Другое дело Охотск, Якутск или Камчатка. Русское население обширного края, если его собрать в одном месте, едва заполнило бы средних размеров город. В таком маленьком мирке тайны не сохранишь. Несмотря на огромные расстояния, жители края превосходно знали о делах друг друга – кто куда пошёл, да где чего нашёл, вплоть до нытья старых ран, болезней и семейных ссор. Пригляд за жизнью соседей заменял на фронтире чтение книг и просмотр сериалов. А уж за купцами моего калибра следили особенно тщательно. Тут уже не только развлечение, но и шкурный интерес просыпался.

Так вот. Всё побережье знало, что я отправился из Петропавловской гавани в поисках американского берега и моё внезапное появление без людей, без корабля должно было вызвать лишние пересуды и неудобные вопросы. Появления же было не избежать. С вербовкой людей и строительством кораблей могли худо–бедно справиться и приказчики, но кому перепоручить доставку припасов? А без регулярных дешёвых поставок весь наш с Данилой бизнес ожидала стагнация.

Посему в обстановке строжайшей секретности на белый свет появился гениальный план, а вместе с ним и мой кровный "брат", которому в гениальном плане уготована была первая скрипка. Я и раньше использовал виртуального "брата", объясняя быстрое возвращение с товаром, но на людях родственник не появлялся, оставаясь фигурой мифической.

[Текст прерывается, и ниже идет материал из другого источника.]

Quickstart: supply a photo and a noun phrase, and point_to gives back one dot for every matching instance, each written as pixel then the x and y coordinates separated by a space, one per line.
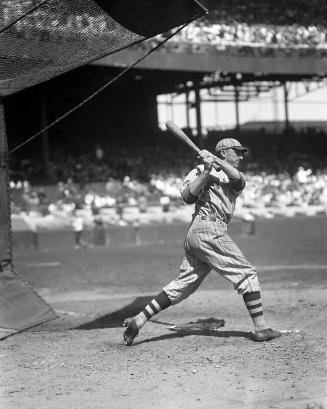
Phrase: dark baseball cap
pixel 228 143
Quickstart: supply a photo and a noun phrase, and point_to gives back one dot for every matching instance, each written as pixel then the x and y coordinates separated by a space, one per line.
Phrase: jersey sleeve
pixel 237 186
pixel 190 177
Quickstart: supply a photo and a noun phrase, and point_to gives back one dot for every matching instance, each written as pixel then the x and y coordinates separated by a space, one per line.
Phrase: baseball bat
pixel 176 131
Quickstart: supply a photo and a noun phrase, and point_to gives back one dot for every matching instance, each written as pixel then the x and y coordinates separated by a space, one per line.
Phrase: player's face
pixel 234 157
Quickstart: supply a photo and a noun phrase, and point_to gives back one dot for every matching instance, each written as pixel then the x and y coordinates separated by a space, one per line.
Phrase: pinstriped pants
pixel 208 247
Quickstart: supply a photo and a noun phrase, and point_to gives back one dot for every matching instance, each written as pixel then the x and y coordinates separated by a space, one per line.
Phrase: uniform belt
pixel 211 218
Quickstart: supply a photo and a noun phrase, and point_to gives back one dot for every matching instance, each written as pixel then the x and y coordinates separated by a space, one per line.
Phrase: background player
pixel 214 187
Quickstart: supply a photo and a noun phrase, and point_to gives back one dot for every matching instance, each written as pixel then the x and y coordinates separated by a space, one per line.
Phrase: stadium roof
pixel 42 39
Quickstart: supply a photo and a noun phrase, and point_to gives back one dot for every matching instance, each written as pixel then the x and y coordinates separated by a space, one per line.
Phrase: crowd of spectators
pixel 258 24
pixel 280 173
pixel 222 34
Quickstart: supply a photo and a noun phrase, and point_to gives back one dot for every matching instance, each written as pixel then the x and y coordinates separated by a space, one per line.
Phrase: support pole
pixel 187 107
pixel 45 136
pixel 198 114
pixel 237 108
pixel 287 123
pixel 5 203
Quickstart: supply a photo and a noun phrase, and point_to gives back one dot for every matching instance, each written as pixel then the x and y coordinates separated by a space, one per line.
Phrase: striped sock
pixel 253 303
pixel 159 303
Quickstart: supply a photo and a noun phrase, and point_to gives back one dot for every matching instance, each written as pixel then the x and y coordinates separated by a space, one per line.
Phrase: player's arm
pixel 221 164
pixel 193 188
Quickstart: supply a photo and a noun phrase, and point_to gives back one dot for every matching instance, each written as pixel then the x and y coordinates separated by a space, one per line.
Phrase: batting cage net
pixel 42 39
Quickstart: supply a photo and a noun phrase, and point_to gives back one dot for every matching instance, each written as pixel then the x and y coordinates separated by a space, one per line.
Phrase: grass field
pixel 80 361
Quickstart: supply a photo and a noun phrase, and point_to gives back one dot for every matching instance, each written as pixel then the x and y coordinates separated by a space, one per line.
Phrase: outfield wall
pixel 285 237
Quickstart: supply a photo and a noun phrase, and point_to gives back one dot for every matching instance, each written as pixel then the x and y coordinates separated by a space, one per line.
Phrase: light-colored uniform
pixel 207 244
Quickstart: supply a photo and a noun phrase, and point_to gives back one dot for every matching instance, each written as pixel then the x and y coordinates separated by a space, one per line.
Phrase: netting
pixel 42 39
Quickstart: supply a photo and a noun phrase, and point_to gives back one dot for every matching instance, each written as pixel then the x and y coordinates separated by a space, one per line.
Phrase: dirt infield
pixel 79 361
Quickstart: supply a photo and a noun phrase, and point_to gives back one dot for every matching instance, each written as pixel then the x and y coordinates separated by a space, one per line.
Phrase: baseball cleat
pixel 131 331
pixel 266 335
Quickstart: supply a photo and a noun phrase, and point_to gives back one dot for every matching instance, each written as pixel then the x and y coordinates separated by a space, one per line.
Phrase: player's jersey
pixel 218 197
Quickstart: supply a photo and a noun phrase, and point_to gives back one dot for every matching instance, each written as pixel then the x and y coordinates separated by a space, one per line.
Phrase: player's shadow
pixel 216 334
pixel 201 327
pixel 209 327
pixel 116 318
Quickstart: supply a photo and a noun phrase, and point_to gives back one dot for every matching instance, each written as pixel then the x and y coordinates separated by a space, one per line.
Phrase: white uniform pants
pixel 208 246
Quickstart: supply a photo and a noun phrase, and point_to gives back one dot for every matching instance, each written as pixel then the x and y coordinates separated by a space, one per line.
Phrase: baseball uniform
pixel 207 244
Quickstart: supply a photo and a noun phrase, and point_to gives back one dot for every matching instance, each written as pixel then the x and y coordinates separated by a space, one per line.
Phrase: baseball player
pixel 213 187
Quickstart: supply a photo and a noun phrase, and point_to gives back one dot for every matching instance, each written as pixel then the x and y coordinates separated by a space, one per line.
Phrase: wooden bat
pixel 176 131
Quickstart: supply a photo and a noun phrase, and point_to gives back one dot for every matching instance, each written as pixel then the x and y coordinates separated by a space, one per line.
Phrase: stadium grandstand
pixel 235 52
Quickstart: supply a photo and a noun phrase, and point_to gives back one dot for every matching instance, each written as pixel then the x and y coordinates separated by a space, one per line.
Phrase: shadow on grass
pixel 116 318
pixel 216 334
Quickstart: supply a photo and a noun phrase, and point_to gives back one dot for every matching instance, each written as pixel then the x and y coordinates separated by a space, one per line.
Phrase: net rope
pixel 95 93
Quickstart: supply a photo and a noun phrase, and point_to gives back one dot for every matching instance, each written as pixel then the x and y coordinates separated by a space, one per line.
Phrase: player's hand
pixel 208 159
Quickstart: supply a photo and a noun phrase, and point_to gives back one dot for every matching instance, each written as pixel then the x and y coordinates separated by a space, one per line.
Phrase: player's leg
pixel 192 273
pixel 224 256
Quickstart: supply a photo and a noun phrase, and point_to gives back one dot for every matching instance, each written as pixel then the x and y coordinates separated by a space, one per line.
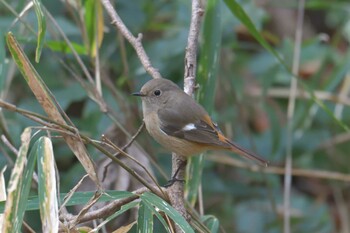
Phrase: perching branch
pixel 109 209
pixel 176 191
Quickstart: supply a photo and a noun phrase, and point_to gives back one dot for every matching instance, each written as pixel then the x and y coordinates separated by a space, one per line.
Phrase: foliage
pixel 81 66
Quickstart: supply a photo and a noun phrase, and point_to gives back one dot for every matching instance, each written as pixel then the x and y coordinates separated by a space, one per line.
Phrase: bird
pixel 177 122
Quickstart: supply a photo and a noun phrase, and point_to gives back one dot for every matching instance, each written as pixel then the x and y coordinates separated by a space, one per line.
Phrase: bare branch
pixel 311 173
pixel 176 191
pixel 135 42
pixel 107 210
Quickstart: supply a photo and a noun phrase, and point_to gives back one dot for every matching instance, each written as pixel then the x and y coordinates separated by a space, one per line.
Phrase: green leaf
pixel 160 217
pixel 209 59
pixel 154 200
pixel 78 198
pixel 94 25
pixel 145 219
pixel 47 186
pixel 49 104
pixel 123 209
pixel 41 28
pixel 61 46
pixel 211 222
pixel 16 198
pixel 207 72
pixel 239 12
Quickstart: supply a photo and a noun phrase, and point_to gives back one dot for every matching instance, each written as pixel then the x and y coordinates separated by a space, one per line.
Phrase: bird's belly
pixel 174 144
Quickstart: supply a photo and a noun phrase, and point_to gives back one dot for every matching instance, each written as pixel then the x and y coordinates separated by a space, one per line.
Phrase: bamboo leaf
pixel 47 186
pixel 162 205
pixel 41 28
pixel 13 214
pixel 46 100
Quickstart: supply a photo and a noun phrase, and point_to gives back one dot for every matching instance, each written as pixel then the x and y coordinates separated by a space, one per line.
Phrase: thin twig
pixel 290 114
pixel 176 191
pixel 276 92
pixel 105 169
pixel 109 208
pixel 135 42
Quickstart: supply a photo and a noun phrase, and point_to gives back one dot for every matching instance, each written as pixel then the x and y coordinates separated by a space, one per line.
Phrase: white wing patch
pixel 189 127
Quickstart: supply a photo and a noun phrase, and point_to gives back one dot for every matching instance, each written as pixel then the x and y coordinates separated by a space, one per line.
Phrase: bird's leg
pixel 174 177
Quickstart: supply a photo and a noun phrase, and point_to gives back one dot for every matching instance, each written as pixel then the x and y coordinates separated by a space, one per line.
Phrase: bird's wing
pixel 191 128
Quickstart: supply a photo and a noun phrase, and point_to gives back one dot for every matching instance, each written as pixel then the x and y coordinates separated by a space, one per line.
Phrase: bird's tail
pixel 243 152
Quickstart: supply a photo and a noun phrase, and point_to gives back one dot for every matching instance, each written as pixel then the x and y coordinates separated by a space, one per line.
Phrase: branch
pixel 135 42
pixel 108 209
pixel 176 191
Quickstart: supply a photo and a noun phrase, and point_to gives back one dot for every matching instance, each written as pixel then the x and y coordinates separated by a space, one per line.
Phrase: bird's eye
pixel 157 92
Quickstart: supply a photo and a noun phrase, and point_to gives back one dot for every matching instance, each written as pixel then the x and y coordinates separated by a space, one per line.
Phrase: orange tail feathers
pixel 243 152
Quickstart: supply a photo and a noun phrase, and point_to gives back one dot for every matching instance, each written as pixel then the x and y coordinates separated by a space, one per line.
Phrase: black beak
pixel 138 94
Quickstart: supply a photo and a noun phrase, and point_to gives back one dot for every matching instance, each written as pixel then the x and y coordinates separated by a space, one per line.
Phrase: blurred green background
pixel 244 86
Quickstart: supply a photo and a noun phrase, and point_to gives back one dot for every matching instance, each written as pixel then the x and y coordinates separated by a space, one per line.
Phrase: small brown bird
pixel 180 124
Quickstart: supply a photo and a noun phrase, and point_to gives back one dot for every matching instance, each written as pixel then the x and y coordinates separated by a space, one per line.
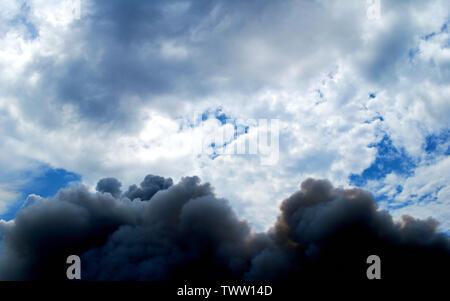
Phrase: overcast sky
pixel 361 95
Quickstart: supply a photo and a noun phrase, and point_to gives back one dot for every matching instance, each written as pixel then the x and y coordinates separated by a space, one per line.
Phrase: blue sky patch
pixel 45 181
pixel 389 159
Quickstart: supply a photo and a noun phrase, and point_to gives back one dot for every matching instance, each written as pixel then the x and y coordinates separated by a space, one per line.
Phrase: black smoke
pixel 185 232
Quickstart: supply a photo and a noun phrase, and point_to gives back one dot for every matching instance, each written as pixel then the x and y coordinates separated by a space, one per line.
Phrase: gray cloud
pixel 185 232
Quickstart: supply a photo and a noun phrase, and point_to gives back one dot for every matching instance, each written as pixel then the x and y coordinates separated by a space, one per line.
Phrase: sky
pixel 94 89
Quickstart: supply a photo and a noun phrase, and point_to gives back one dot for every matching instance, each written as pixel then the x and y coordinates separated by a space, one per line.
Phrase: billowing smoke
pixel 161 231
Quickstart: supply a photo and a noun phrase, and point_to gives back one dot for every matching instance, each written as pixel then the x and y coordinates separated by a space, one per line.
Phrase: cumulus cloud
pixel 129 69
pixel 185 232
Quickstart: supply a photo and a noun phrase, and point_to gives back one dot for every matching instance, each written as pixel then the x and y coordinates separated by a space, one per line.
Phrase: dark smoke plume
pixel 184 232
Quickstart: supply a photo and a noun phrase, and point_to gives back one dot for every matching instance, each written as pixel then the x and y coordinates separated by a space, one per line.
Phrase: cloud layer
pixel 185 232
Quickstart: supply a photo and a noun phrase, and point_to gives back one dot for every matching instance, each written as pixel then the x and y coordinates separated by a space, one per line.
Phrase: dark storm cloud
pixel 185 232
pixel 111 185
pixel 148 187
pixel 123 55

Даже слухи какие–то о нём ходили, встречал кто–то на дороге то тут, то там.

Перед отъездом на Камчатку я предупредил знакомых о возможном появлении "брата", которого следовало принимать и слушать во всём как меня самого. Якобы на время похода я перепоручил ему финансовые и торговые дела, равно как и всю прочую логистику.

Всех проблем подобная хитрость, разумеется, не решала. Был ещё ушлый Белобородов, которого на мякине не проведёшь, были соратники–конкуренты, с которыми темнить просто опасно, была власть, которой палец в рот не клади, были, наконец, коряки, уважающие и принимающие меня, но не какого–то там брата. Однако появляться за две тысячи вёрст от островов в собственном обличии казалось более опасной затеей.

***

В Нижнем Новгороде я скинул удобный дикарский прикид и оделся по последней купеческой моде. Одолжив у Брагина ножницы, укоротил бороду, кое–где подрезал волосы. В итоге, если верить замызганному зеркалу хозяина, мне удалось сбросить годик–другой. Запоздало пришла мысль, а зачем собственно? В Охотске–то меня как раз больше года и не видели. Зря, получается, молодился.

–К ярмарке вернусь, – бросил я на прощание Брагину.

Тот стоял на пороге, мало что понимая. Не объявлялся человек столько времени, и вот прискакал. А зачем прискакал? Платье сменить! Ввалился с мешком, прибыв бог весть откуда, и ушёл с ним же куда–то.